As with any new concept, there are bound to be some difficulties, errors and false positives, especially in a field where fraudsters always come up with new and complex ways to disguise their mischievous explorations.
“We have already seen fraudsters spoofing virtually any request, including a client’s own measurement systems, with ‘perfect’ looking data. This makes it harder to identify spoofed users even after a longer period of tracking their behavior”
Fraud techniques have been constantly evolving – from device farms and fraud bots to something as complex as SDK spoofing, which presents this ‘perfect’ looking data. The struggle to detect fraud is constant as fraudsters become more sophisticated and their fraud becomes harder and harder to detect.
Allowing machine learning to adapt to ever-changing human-made fraud, one might argue, is irresponsible. Human involvement is crucial in a process that continuously gets more complicated.
Another approach to machine learning is using black box models, which is in effect using machine learning without being able to discern the decision-making process – hiding the faults of an imperfect process.
“Once a provider loses the ability to (or doesn’t want to) explain why an attribution was rejected, then it becomes opinion. Opinions can be argued over or disagreed with.

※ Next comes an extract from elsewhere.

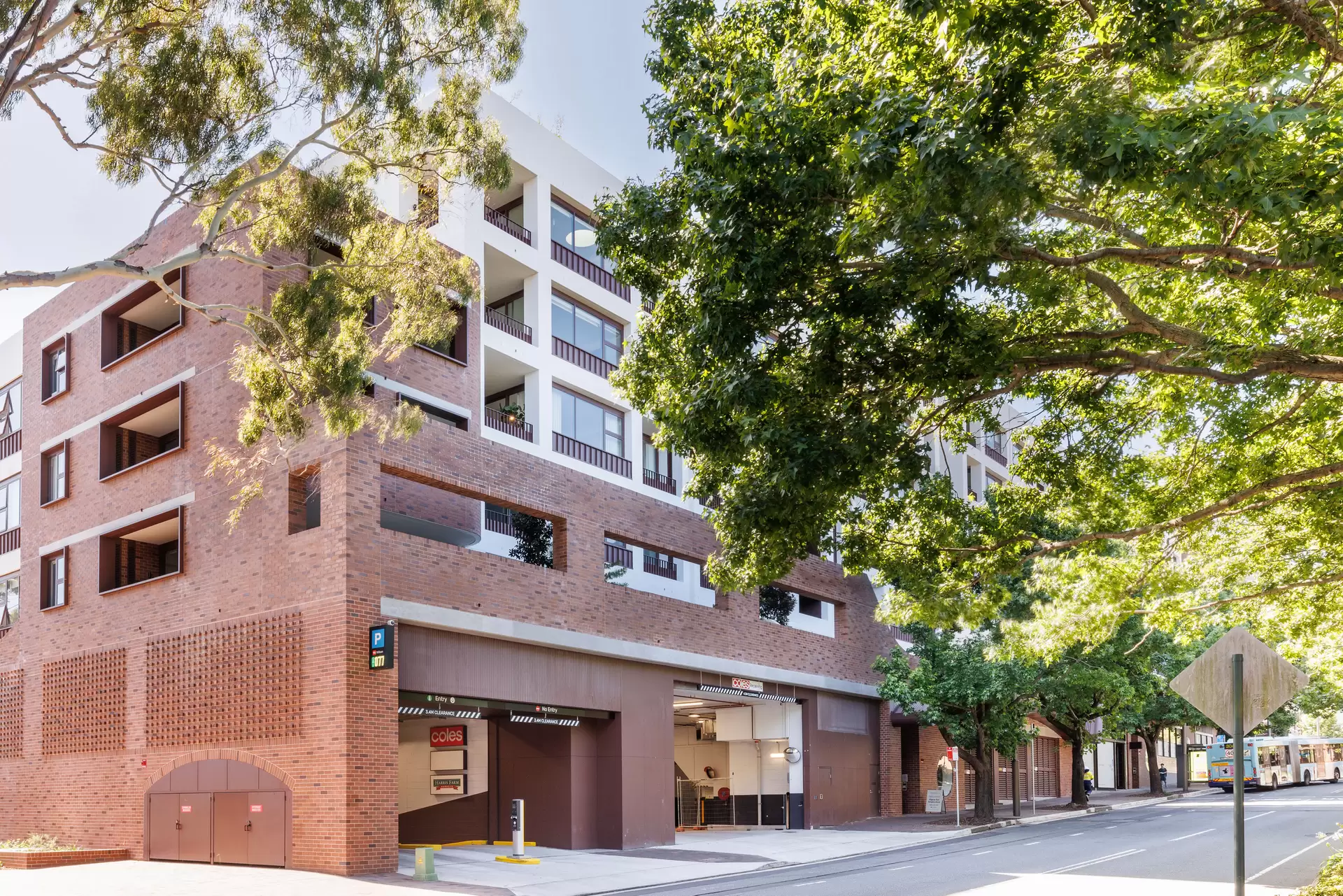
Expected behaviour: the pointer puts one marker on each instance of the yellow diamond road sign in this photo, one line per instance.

And, if we start down this path, we’ll end up in a situation where networks could try to portray every filter as just another ignorable opinion”

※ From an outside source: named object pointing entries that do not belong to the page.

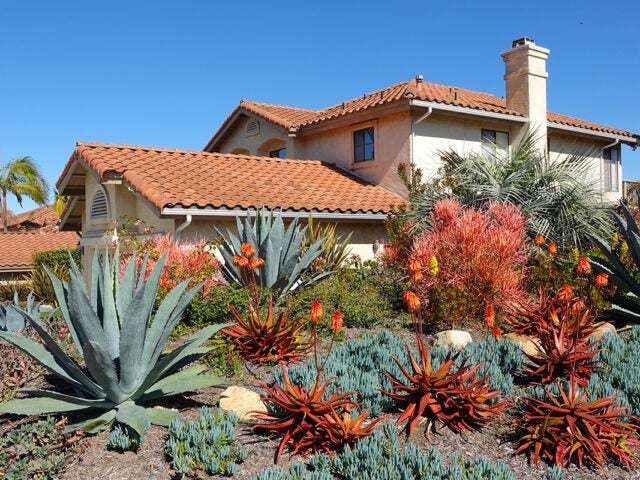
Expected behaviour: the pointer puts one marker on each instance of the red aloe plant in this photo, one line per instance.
(451, 394)
(562, 323)
(264, 337)
(570, 428)
(307, 421)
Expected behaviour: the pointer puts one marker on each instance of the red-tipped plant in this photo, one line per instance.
(569, 428)
(307, 421)
(450, 394)
(259, 336)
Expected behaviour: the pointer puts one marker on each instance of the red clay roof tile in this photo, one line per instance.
(289, 117)
(170, 178)
(17, 248)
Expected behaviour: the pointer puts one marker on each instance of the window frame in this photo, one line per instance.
(611, 169)
(491, 148)
(362, 129)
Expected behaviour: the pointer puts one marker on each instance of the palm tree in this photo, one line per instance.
(21, 177)
(560, 198)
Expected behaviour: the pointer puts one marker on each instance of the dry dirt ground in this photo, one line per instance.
(90, 459)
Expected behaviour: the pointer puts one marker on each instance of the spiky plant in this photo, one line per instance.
(625, 304)
(120, 340)
(568, 427)
(553, 194)
(10, 318)
(287, 266)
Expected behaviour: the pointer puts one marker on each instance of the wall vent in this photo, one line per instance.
(99, 206)
(253, 128)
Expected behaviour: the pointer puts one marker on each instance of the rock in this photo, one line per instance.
(602, 330)
(241, 401)
(452, 338)
(528, 344)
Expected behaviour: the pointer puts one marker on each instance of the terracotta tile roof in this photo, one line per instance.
(170, 178)
(44, 216)
(17, 248)
(289, 117)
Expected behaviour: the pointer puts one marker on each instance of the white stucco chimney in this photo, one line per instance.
(526, 82)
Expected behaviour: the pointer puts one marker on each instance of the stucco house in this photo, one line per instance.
(340, 163)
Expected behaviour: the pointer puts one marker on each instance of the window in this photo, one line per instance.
(278, 153)
(99, 206)
(363, 145)
(610, 160)
(253, 128)
(494, 144)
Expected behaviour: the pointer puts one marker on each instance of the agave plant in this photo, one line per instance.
(120, 340)
(287, 266)
(625, 304)
(11, 320)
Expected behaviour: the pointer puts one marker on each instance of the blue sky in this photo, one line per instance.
(166, 74)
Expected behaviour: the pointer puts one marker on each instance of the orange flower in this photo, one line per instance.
(316, 311)
(583, 266)
(240, 261)
(489, 316)
(412, 301)
(247, 250)
(255, 263)
(565, 293)
(415, 271)
(336, 321)
(602, 280)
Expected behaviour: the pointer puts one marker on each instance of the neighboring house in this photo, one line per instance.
(28, 233)
(186, 193)
(347, 157)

This ‘opinion’ is easily agreeable – full transparency is slowly but surely becoming a default requirement made by advertisers, and trying to ‘hide’ behind a machine’s undisclosed decision when it comes to rejection discussions doesn’t really cut it.
But even in a transparent process, without the use of black box models, solutions based on machine learning are far from perfect:
“Imagine that you want to drink water from a river. The water is heavily polluted by different sources, and there are a few signs that might suggest something is wrong. So, you decide that you need to check if the water is safe first, and after think about the means to remove any potential contaminants. This would mean understanding not only what pollutants look like, but coming up with a way to filter all of them.
With some difficulty, you create a sophisticated machine. It teaches itself how to detect any potential signs of a problem, and will warn you about what kind of pollution it finds.
Your machine proves to be great at telling exactly what kind of pollution it spots, especially as it sees more cases over time. However, does that mean it’s covered every type of pollution? And, can it be relied upon to then stop the pollution, without also removing water that’s safe to drink?”
The solution Adjust is hinting at in this example is the need for a human eye, in the form of a data/fraud analyst constantly monitoring and fine-tuning the ‘machine’. We definitely agree, and want to elaborate and add that there’s definitely a need for more than one (two, if you think about it) human eye(s).
A senior decision maker can shed light and notice data patterns that don’t make sense, because they live and breathe the industry and its changes – meeting and talking with colleagues, knowing the ins and outs of the industry and having a much wider perspective compared to an analyst.
These people are the ones to go to when you need advice on which data you should be looking at. They go through the rejection process on a monthly basis and bridge the gap between publishers and advertisers on a daily basis and data scientists and analysts are the ones you need to help you ‘read’ the data, make sense of what the machine is learning and ‘feed’ more data into it. Even with all three forces working together, there’s still room for error and no one can guarantee 100% fraud prevention.
Like Adjust, we agree that machine learning is unreliable for rejections at the moment. Having a person on the other side, tracking fraud, doesn’t guarantee complete success in prevention as well, but the combination of a team working with machine learning is the best plan we can come up with right now.